A few days ago, I ran across an interesting blog entitled “The Big Data Brain Drain: Why Science is in Trouble”, by Jake Vanderplas, a post-doctoral fellow in Astronomy at the University of Washington.
Vanderplas’s thesis is that scientific research is increasingly about the analytics of big data, and that “the skills required to be a successful scientific researcher are increasingly indistinguishable from the skills required to be successful in industry.” Moreover, “The unfortunate result is that some of the most promising upcoming researchers are finding no place for themselves in the academic community, while the for-profit world of industry stands by with deep pockets and open arms.”
Vanderplas proffers that “in a wide array of academic fields, the ability to effectively process data is superseding more classical modes of research.” The challenge for students working on their PhDs, accordingly, is to become computationally competent, just as the challenge for academia is to accommodate new-age analytics. To do so, academia must change its reward structure.
The author proposes modifications to the academic career model consistent with the enhanced focus on big data and computation. He starts with an obsession on reproducibility whose point of departure is open, documented code. He then proposes changes to traditional tenure track evaluation criteria to include the development of cross-disciplinary scientific software tools. Vanderplas finally promotes an increase in post-doctoral fellowship pay, so that newly-minted PhDs are not easy prey for a business world increasingly turning to data science.

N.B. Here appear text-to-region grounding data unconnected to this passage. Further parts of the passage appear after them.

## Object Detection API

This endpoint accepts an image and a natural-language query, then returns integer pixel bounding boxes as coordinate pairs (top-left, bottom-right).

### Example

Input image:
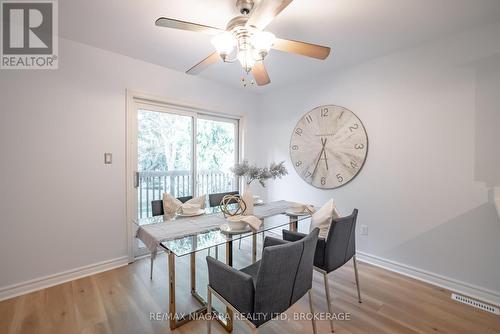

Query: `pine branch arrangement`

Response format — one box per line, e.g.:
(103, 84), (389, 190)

(231, 160), (288, 187)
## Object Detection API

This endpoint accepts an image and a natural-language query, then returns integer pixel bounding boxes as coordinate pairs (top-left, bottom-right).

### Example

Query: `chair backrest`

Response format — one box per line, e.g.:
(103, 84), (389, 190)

(253, 229), (319, 326)
(324, 209), (358, 272)
(290, 228), (320, 304)
(151, 196), (193, 217)
(208, 191), (239, 208)
(177, 196), (193, 204)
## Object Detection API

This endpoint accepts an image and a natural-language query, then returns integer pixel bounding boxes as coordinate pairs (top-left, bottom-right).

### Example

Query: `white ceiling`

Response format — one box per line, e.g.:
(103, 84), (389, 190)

(60, 0), (500, 90)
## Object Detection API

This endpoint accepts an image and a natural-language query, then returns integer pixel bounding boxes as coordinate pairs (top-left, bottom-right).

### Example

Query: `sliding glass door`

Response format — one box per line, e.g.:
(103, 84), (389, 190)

(133, 100), (239, 256)
(196, 115), (239, 196)
(137, 106), (194, 218)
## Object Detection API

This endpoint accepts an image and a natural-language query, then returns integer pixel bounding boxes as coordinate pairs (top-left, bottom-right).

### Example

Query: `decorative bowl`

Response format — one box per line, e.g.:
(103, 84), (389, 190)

(225, 215), (248, 230)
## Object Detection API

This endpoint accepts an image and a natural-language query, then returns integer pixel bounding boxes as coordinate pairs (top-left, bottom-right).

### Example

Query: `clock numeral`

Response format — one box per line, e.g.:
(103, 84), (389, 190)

(354, 143), (365, 149)
(350, 161), (358, 169)
(295, 161), (302, 167)
(295, 128), (303, 136)
(305, 171), (312, 178)
(349, 123), (359, 132)
(321, 107), (329, 117)
(305, 115), (313, 123)
(336, 174), (343, 183)
(292, 145), (299, 150)
(321, 177), (326, 185)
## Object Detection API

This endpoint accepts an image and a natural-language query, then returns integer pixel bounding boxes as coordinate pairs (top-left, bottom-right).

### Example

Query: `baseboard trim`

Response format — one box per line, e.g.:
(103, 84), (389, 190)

(356, 251), (500, 307)
(0, 256), (129, 301)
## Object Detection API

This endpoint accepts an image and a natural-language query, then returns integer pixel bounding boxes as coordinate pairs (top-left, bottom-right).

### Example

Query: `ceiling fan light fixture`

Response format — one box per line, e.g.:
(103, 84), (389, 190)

(157, 0), (331, 86)
(211, 32), (236, 59)
(250, 31), (275, 57)
(237, 49), (256, 73)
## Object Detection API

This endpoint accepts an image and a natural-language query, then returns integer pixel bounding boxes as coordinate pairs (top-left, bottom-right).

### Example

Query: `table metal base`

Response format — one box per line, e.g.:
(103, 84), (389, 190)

(167, 238), (234, 332)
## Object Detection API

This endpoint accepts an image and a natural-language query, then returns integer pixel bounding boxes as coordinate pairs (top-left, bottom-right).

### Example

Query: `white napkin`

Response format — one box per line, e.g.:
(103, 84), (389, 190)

(240, 215), (263, 231)
(162, 193), (206, 216)
(290, 202), (316, 214)
(180, 203), (201, 214)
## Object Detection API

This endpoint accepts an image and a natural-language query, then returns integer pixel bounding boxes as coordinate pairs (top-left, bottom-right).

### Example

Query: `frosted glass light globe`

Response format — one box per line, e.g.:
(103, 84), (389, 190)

(211, 32), (236, 57)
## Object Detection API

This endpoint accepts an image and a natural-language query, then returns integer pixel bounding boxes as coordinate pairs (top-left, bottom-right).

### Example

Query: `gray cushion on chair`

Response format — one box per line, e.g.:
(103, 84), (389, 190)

(206, 230), (319, 328)
(281, 230), (306, 242)
(282, 230), (326, 268)
(322, 209), (358, 273)
(314, 238), (326, 267)
(283, 210), (359, 274)
(263, 236), (289, 248)
(290, 228), (319, 304)
(252, 240), (303, 326)
(240, 261), (261, 282)
(206, 256), (255, 315)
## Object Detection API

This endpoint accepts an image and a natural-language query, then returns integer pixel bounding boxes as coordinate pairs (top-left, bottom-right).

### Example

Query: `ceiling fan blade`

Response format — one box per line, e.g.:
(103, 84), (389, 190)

(155, 17), (223, 35)
(251, 61), (271, 86)
(186, 52), (220, 75)
(272, 38), (331, 59)
(246, 0), (294, 30)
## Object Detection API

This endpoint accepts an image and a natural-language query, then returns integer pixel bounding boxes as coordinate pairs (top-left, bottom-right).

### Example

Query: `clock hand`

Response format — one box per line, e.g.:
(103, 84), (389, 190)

(312, 138), (328, 177)
(320, 138), (329, 171)
(311, 147), (324, 178)
(323, 150), (329, 171)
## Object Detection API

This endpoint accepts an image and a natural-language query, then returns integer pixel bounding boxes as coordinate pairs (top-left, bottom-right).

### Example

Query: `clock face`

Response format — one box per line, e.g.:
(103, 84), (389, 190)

(290, 105), (368, 189)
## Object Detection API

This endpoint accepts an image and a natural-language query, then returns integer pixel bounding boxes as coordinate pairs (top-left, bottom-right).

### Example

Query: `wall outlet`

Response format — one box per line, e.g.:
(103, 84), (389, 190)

(360, 225), (368, 236)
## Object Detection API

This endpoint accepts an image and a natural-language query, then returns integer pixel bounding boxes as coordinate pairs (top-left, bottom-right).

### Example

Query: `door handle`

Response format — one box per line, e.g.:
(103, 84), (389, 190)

(134, 172), (140, 188)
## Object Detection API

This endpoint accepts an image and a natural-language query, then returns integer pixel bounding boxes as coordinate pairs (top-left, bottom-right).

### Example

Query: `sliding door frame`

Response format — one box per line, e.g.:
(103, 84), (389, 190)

(126, 90), (244, 262)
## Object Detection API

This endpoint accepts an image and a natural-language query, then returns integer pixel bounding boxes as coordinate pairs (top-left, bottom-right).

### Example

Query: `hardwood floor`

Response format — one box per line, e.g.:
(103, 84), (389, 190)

(1, 244), (499, 334)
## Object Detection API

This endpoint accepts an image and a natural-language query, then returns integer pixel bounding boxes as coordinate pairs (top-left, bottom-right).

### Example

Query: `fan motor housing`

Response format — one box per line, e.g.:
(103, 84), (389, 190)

(236, 0), (254, 15)
(226, 16), (249, 31)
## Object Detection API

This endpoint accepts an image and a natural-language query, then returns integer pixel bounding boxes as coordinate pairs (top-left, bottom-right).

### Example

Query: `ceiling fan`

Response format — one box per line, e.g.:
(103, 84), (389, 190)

(155, 0), (331, 86)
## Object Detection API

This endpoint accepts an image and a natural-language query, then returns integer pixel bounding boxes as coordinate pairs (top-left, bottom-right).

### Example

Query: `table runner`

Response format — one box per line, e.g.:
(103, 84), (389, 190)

(136, 214), (226, 259)
(136, 200), (296, 258)
(253, 200), (295, 219)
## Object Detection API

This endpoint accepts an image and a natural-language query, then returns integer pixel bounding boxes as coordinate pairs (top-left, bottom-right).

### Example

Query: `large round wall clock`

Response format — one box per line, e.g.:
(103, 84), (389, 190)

(290, 105), (368, 189)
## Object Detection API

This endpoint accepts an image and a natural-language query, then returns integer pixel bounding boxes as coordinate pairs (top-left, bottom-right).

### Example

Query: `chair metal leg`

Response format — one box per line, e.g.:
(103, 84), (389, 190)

(150, 256), (153, 280)
(207, 287), (212, 334)
(190, 252), (196, 294)
(323, 273), (335, 332)
(353, 256), (362, 303)
(308, 289), (317, 334)
(252, 234), (257, 263)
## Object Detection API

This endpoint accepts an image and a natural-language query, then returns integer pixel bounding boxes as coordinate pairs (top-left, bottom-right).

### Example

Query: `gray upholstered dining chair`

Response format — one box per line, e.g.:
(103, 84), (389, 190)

(282, 209), (360, 333)
(208, 191), (239, 208)
(151, 196), (193, 217)
(148, 196), (193, 279)
(206, 228), (320, 334)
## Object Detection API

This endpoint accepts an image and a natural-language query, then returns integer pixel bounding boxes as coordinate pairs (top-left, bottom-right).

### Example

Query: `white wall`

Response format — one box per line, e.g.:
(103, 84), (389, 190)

(0, 38), (261, 295)
(1, 21), (500, 305)
(257, 22), (500, 303)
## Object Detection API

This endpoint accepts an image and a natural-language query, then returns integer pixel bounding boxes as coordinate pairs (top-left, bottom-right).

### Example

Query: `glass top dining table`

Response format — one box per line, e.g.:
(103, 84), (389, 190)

(134, 200), (313, 331)
(136, 201), (312, 257)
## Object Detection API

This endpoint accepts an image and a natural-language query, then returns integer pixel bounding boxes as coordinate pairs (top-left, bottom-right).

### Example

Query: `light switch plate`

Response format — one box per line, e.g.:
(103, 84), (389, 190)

(104, 153), (112, 164)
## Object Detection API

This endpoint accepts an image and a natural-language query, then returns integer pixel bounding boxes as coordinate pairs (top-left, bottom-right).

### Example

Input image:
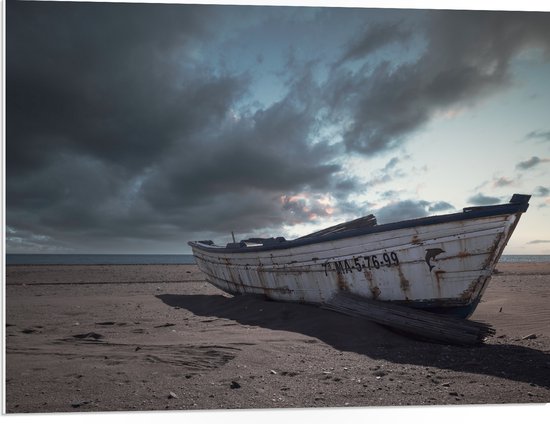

My take is that Vanderplas is spot on about the increasing use of big data sets and sophisticated computation in university research. It’s certainly true in the social sciences, my old stomping ground. Gary King, Professor of Government and Director of the Institute for Quantitative Social Science at Harvard, is comfortable tagging much of the institute’s current work as data science. And a group of prestigious academics has christened the term “computational social science” to connote the evolving big data methodology in their discipline. Not to mention the physical sciences, which are well ahead of their social science brethren in computation and big data analytics.
OpenBI’s 2013 college recruiting provides additional affirmation of the accelerating academic emphasis on big data and computation, much to our delight. Just four years ago, I voiced my frustration with the absence of computational skills in many of the students I met, even those with strong math and engineering backgrounds. I’d gladly trade a third year of mathematical analysis, I then mused, for semester courses in programming and numerical methods.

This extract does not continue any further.